We can see in the above plot that the rookies and new drivers are classified into "Straight-Line Specialists" while the more experienced drivers fall in the "Balanced Style". Norris and Piastri, who currently have the best cars on the grid are in one cluster - "Smooth and Consistent". This is in line with what we see in the actual sport today.
Feature Engineering: Creating a "Performance Fingerprint"
The core of this phase was feature engineering. We aggregated the complex time-series data for each individual lap into a single, fixed-length vector of Key Performance Indicators (KPIs). This process creates a concise "performance fingerprint" that represents the essence of that lap. The key KPIs we engineered include:
- Power & Aggression Metrics: These quantify how a driver utilizes the car's powertrain and brakes.
Throttle_Full_Pct
: The percentage of the lap spent at 100% throttle.
Braking_Intensity
: The peak negative G-force achieved during braking zones.
RPM_Avg
& RPM_Std_Dev
: The mean and standard deviation of engine RPM, indicating usage patterns.
- Cornering & Handling Metrics: These describe how the car and driver behave through corners.
Total_G_Mean
: The average combined longitudinal and lateral G-force, showing how consistently the driver operates at the limit of adhesion.
- Strategy Metrics: These capture elements related to on-track strategy.
DRS_Uptime_Pct
: The percentage of the lap where the Drag Reduction System was active.
Gear_Changes_per_Lap
: The total number of gear shifts, often indicating how "busy" a track is.

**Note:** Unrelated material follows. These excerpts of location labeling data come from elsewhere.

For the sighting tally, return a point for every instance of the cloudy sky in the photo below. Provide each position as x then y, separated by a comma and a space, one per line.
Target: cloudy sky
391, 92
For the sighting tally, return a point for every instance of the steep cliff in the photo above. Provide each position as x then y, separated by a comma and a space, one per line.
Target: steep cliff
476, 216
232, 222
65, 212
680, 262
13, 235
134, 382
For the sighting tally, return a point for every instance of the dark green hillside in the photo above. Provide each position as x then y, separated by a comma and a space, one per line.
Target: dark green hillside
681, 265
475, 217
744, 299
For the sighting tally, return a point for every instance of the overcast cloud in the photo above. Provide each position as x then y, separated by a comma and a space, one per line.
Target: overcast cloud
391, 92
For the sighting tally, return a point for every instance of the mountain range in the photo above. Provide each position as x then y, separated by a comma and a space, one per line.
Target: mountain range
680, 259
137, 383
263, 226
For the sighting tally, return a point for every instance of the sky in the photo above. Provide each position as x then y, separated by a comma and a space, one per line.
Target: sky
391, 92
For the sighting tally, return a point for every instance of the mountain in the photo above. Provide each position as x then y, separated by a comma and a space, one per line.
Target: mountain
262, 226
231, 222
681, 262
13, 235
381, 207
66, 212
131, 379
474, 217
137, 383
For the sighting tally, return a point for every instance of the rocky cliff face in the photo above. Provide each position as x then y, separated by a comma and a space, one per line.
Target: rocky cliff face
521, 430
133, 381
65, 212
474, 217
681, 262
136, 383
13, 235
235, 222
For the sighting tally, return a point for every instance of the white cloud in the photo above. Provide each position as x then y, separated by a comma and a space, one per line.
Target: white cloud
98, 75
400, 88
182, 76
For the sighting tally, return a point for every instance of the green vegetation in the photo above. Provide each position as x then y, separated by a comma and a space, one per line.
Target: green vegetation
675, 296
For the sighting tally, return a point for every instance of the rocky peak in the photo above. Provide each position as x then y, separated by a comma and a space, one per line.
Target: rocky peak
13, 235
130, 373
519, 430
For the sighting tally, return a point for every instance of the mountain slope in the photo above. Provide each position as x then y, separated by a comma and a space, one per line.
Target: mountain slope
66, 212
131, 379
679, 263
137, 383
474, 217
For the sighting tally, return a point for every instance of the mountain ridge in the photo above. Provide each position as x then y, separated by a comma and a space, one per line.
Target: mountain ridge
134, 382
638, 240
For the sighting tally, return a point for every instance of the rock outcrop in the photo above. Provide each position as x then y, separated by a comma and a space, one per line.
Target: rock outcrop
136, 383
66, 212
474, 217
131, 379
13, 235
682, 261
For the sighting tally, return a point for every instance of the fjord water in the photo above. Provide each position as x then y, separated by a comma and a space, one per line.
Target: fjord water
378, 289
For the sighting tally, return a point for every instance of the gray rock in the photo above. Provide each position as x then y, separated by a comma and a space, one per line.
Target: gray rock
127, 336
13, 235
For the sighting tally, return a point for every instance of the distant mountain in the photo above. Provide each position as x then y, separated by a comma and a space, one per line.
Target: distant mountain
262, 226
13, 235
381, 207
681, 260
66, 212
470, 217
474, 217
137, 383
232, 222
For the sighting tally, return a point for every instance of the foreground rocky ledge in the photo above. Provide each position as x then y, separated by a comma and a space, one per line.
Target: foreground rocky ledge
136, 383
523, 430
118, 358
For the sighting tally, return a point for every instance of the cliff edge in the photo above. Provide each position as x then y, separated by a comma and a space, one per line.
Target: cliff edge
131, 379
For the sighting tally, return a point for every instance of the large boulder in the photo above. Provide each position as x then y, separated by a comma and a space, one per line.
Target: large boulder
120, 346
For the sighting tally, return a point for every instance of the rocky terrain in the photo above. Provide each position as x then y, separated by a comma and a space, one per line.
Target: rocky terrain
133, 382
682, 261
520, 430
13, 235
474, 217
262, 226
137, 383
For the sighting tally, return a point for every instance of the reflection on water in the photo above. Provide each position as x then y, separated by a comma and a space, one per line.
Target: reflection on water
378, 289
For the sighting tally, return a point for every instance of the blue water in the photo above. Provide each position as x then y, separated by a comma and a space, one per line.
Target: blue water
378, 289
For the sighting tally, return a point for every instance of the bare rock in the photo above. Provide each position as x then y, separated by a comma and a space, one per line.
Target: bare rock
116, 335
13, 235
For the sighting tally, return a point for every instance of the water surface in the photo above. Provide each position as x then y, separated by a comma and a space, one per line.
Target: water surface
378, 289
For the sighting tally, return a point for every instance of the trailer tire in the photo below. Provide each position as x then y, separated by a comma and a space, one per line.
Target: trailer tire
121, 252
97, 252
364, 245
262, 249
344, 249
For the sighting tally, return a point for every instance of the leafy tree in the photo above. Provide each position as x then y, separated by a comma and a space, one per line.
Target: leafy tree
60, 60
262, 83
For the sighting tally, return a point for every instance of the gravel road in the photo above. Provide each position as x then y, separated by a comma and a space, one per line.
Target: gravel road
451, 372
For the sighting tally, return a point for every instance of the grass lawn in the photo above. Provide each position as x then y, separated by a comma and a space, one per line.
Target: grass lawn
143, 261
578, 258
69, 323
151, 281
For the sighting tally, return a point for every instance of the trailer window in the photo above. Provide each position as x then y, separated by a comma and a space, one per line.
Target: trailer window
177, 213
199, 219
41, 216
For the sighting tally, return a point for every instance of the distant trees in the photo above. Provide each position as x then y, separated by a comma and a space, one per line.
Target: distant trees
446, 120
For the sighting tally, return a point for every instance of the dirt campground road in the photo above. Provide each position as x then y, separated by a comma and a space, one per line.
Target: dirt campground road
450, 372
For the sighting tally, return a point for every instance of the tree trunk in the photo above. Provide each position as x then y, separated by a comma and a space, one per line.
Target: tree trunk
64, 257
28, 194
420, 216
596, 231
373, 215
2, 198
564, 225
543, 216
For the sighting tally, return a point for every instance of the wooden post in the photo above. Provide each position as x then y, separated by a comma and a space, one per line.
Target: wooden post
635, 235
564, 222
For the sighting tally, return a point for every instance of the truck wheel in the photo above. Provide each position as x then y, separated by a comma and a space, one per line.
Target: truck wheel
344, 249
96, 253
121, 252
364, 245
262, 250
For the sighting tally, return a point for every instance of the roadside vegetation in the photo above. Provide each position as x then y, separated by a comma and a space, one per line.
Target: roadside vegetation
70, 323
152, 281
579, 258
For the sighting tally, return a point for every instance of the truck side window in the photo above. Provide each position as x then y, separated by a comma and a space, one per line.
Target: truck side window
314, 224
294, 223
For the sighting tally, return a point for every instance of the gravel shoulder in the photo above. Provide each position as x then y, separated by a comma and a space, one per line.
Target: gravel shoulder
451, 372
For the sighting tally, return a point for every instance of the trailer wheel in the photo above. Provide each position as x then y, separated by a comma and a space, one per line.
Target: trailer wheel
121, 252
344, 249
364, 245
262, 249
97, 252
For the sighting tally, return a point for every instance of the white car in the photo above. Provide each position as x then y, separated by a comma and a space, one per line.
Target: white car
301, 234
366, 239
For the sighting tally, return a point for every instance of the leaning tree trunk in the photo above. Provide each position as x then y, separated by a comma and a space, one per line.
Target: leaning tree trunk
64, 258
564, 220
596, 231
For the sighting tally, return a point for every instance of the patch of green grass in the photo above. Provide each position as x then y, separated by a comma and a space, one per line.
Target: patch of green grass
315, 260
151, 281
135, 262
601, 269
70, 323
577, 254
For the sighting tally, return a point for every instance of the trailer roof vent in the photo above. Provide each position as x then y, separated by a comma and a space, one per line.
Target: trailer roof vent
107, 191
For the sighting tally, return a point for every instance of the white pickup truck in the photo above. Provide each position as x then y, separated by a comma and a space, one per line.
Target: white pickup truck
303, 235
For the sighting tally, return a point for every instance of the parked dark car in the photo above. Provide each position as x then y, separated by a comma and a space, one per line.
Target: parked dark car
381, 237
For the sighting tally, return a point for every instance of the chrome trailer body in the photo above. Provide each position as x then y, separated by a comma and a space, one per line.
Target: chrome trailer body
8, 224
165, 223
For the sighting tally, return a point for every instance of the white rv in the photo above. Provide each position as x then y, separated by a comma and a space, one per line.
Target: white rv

Algorithms: Discovering the Archetypes
With a KPI matrix established for all laps, we employed a two-stage unsupervised learning pipeline to discover the hidden patterns:
-
Principal Component Analysis (PCA): To handle the complexity of our many KPIs (which are often correlated), we first applied PCA. This technique distilled our features into a few, more meaningful "axes of performance." For example, it might combine throttle, DRS, and RPM metrics into a single "Straight-Line Performance" component. This crucial step reduces noise and makes the subsequent clustering far more robust and interpretable.
-
K-Means Clustering: Using the simplified principal component scores, we then applied the K-Means algorithm. We ran this process twice:
- For Drivers: By averaging the KPIs for each unique driver over the season, we clustered the drivers. This revealed distinct stylistic profiles, such as "Aggressive Brakers" and "Smooth & Consistent Operators."
The outcome of Phase 1 was a foundational, high-level understanding of our dataset. We successfully transformed millions of raw data points into a clear, quantitative classification of both the circuits and the competitors, setting the stage for the more granular event analysis in Phase 2.